Unions hold govt to account over NHS pay
23 March 2018
Unions this week held the government to account over NHS pay, offering their members a settlement that could mean a 29% rise for some workers.
Overall, 14 unions were involved in bargaining negotiations, forcing the government to abandon its 'red line' on staff sacrificing a day of leave in lieu of the first raise above the 1% cap in seven years.
The average pay rise is proposed at 6.5%, although some workers could be due a 29% increase over a three-year period.
The Treasury has fully committed to funding the suggested settlement, and it is now down to the members of the unions involved to vote on whether or not they accept the deal.
After seven years of austerity and plummeting real wages that have seen NHS workers forced to rely on food banks and financial hardship funds, this result demonstrates the value of collective bargaining in redressing the imbalance of power between employers and staff and allowing workers to have their voices heard.

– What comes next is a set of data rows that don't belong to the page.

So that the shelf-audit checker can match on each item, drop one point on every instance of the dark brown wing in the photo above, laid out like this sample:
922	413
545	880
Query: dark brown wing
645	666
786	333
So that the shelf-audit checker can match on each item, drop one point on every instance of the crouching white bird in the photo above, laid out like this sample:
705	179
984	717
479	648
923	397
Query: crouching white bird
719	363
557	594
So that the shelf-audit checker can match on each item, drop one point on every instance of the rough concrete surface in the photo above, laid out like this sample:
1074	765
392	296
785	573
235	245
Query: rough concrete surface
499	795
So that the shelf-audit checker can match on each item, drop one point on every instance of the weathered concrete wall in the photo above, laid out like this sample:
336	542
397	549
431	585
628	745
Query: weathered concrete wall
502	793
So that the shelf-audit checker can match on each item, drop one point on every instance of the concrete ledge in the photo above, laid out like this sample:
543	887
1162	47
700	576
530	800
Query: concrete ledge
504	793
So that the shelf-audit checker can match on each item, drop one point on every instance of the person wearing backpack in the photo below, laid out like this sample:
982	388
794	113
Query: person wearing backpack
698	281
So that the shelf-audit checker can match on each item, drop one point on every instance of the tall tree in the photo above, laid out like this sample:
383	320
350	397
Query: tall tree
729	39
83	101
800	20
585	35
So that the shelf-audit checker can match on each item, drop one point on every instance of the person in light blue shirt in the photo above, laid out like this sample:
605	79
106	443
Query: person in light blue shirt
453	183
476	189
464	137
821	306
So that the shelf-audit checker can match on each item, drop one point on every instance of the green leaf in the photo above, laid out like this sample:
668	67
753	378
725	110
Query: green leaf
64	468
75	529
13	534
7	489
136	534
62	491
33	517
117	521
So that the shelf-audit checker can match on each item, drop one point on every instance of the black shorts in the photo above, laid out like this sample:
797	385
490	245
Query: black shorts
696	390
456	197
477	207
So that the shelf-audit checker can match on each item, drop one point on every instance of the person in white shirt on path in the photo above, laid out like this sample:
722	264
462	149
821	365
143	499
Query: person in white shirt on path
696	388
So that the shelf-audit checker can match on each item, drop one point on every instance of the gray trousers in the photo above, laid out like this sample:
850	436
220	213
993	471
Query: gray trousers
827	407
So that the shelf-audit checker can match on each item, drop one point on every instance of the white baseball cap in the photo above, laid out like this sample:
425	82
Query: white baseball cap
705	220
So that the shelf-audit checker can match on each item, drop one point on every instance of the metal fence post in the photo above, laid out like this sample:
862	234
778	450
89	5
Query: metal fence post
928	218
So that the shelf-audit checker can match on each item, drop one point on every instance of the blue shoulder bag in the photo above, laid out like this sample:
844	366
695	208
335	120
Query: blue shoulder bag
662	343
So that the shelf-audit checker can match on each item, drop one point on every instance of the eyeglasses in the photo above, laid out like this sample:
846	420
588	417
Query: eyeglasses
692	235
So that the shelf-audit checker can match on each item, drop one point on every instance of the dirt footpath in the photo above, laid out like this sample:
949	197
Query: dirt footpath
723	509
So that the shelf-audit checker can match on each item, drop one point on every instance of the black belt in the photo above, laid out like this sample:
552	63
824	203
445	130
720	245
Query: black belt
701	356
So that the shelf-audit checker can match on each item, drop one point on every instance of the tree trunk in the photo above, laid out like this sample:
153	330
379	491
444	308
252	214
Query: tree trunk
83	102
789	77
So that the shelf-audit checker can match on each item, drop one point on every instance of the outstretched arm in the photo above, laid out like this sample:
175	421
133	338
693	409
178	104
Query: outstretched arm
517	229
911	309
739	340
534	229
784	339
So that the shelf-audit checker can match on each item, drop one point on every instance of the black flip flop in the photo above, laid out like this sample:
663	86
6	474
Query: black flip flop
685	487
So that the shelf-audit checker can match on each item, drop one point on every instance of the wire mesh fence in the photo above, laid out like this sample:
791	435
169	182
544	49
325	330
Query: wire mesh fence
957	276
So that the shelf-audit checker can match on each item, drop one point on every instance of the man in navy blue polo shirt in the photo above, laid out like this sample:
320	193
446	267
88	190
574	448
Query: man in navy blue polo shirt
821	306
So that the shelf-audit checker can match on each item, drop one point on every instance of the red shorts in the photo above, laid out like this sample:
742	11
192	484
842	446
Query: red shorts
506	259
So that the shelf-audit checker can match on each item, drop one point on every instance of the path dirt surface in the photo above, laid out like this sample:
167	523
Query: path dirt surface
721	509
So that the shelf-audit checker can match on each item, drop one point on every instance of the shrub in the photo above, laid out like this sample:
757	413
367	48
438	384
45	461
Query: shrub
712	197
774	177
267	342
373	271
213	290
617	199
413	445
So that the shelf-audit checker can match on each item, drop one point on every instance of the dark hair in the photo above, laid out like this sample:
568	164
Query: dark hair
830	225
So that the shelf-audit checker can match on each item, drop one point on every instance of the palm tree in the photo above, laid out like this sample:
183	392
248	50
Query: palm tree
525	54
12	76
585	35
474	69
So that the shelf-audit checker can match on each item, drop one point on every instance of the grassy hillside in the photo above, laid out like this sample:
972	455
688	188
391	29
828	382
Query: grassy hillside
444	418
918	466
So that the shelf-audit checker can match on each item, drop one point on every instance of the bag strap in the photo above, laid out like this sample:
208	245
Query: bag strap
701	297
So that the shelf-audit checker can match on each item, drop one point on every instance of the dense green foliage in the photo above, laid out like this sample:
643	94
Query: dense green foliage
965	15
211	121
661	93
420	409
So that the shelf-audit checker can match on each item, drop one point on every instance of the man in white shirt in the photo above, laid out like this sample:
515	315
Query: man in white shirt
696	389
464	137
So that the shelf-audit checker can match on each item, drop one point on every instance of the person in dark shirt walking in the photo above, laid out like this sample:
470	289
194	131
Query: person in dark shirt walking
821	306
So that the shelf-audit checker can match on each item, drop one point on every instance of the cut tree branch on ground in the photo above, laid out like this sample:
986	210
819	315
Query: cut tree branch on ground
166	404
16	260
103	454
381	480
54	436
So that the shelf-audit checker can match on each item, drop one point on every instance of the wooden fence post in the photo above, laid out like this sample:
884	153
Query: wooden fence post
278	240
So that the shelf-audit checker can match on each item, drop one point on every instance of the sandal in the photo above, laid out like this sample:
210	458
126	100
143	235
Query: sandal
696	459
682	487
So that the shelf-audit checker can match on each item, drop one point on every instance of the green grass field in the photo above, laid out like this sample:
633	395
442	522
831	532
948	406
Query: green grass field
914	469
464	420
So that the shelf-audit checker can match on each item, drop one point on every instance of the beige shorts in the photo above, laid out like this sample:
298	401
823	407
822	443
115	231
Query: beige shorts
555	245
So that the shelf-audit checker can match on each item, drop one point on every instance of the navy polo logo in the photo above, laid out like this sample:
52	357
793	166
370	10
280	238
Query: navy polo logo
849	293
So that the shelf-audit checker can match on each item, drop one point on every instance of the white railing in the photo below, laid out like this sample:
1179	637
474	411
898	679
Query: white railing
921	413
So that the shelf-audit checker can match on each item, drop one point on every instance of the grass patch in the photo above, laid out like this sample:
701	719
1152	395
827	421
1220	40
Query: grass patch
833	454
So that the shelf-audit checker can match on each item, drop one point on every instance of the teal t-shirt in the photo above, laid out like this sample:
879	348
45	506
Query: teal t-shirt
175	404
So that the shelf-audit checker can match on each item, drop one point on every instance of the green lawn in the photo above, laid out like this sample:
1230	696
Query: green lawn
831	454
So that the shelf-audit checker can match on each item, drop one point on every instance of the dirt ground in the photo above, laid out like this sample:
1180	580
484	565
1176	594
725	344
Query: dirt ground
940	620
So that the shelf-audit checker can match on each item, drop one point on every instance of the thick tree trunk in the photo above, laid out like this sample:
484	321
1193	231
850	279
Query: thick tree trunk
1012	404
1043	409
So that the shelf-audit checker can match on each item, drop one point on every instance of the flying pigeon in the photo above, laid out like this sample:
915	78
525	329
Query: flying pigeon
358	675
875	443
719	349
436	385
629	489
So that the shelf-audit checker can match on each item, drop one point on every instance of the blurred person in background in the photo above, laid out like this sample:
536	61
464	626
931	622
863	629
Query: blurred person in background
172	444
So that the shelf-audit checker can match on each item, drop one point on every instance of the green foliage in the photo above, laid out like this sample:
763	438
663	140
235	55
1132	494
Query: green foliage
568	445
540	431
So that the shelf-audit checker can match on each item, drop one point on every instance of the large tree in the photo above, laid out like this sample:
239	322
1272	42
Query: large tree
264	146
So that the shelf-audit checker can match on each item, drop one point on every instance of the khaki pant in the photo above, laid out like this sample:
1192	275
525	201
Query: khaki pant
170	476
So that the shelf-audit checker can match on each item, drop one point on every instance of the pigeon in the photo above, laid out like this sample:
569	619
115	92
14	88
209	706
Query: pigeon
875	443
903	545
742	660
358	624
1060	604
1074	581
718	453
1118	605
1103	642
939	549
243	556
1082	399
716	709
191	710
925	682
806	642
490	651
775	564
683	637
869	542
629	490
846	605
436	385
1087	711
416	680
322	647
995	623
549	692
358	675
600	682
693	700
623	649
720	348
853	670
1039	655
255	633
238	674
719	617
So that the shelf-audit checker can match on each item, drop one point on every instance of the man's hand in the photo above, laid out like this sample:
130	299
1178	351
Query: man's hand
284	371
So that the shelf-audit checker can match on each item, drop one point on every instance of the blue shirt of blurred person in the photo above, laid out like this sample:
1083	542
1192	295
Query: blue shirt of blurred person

The Institute of Employment Rights recommends the reinstatement of sectoral collective bargaining - by which means employers' associations and unions negotiate wages and conditions across entire industries - as the best way to close the UK's yawning wage gap.
However, it has been pointed out that some members may view the deal as too little too late, with even a 6.5% pay rise not being high enough to fully compensate hard-working public sector staff for all that they have lost. The political will to provide a fair wage to the affected workers has been lacking, with the settlement agreed only after public opinion forced the government's hand, and just prior to pivotal local elections.